Case Study 1: Criminal Profiling — The Gap Between TV and Evidence
The FBI's Behavioral Science Unit
The FBI's Behavioral Science Unit (now the Behavioral Analysis Unit), established in the 1970s, pioneered criminal profiling through systematic interviews with incarcerated serial offenders. John Douglas, Robert Ressler, and others conducted extensive interviews and developed typologies (organized vs. disorganized offenders).
This work was genuinely valuable as a research program — it produced insights into criminal behavior patterns. But the commercial and media extension of this work dramatically overstated profiling's accuracy and reliability.
What profiling can do (modestly): Provide investigative suggestions about the likely type of offender, help prioritize suspects, and offer behavioral analysis that may assist in interview strategy.

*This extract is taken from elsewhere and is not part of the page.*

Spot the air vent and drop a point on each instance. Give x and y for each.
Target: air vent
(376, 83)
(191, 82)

What profiling cannot do (despite TV depictions): Identify a specific suspect from crime scene evidence, construct a detailed psychological portrait with demographic precision, or predict an offender's next move.
The evidence: Snook et al. (2007) found that professional profilers were not significantly better than comparison groups. Kocsis et al. (2000) found that chemistry students performed as well as experienced profilers on profile accuracy tasks.
The Media Amplification
Criminal Minds (2005–2020, 15 seasons) depicted FBI profilers constructing astonishingly detailed profiles that led directly to suspect identification. The show presented profiling as precise, reliable science. This depiction has shaped public (and sometimes legal) expectations of what profiling can deliver.
Discussion Questions
- Should courts accept "profiling evidence" given its weak evidence base?
- How has entertainment media created unrealistic expectations of forensic psychology?
- If profiling is no better than educated guessing, what should replace it in investigations?